Mercoledì, 19 Maggio 2021
Cronaca

Covid e movida, arriva la stretta per la vendita di alcolici: nel mirino minimarket e distributori

In vigore la nuova ordinanza anti-assembramenti con il divieto per questi esercizi di vendere bevande alcoliche dalle 21 alle 5

E' in vigore da martedì sera, con la pubblicazione in albo pretorio, la nuova ordinanza firmata dal sindaco Andrea Gnassi, in vigore fino al 13 novembre, che limita la vendita di bevande alcoliche durante le ore notturne. Il provvedimento prevede il divieto da parte di tutti gli esercizi commerciali di vendita al dettaglio, compresi quindi i distributori automatici, minimarket ed esercizi artigianali, di bevande alcoliche e superalcoliche dalle 21 alle 5 del mattino. L’ordinanza è conseguente all’ultimo decreto della presidenza del consiglio dei ministri del 18 ottobre scorso, che ha stabilito nuove prescrizioni alle attività come ristoranti, bar e pub, prevedendo il solo consumo al tavolo dalle 18 e con chiusura alle 24, con l’obiettivo di mantenere il necessario distanziamento interpersonale tra i clienti e soprattutto per evitare la possibilità che si formino assembramenti fuori dai locali, riconosciuto come uno dei fattori di rischio contagio in questa delicata fase di emergenza sanitaria.

“La chiusura dei locali può portare però soprattutto i più giovani a ricercare bevande alcoliche in quelle attività che non sono ricomprese nel Dpcm, come i minimarket e i distributori automatici – spiega l’assessore alle attività economiche Jamil Sadegholvaad - con il rischio quindi che gli assembramenti che vogliamo evitare fuori dai locali si spostino nei dintorni di questi esercizi, per altro senza quella forma di controllo che invece i gestori di pub e ristoranti sono chiamati a garantire". L'assessore evidenzia che "sarebbe assurdo che ciò che è vietato ai pubblici esercizi possa essere invece consentito a minimarket o addirittura ai distributori automatici: è una questione di correttezza nei confronti dei tanti sacrifici che stanno facendo gli esercenti ed è soprattutto una norma di buon senso, coerente con l’obiettivo primario di prevenire situazioni potenzialmente a rischio, soprattutto a tutela delle fasce più giovani.

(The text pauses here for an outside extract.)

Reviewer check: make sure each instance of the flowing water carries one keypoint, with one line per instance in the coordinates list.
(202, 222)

Per questo non mancheranno i controlli da parte della Polizia Locale e in sinergia con le forze dell’ordine del territori".

L’ordinanza, adottata in accordo con la Prefettura di Rimini, è valida sull’intero territorio comunale e potrà essere rinnovata anche dopo il13 novembre sulla base dell’evolversi della diffusione epidemiologica del coronavirus e delle verifiche periodiche sull’osservanza del divieto.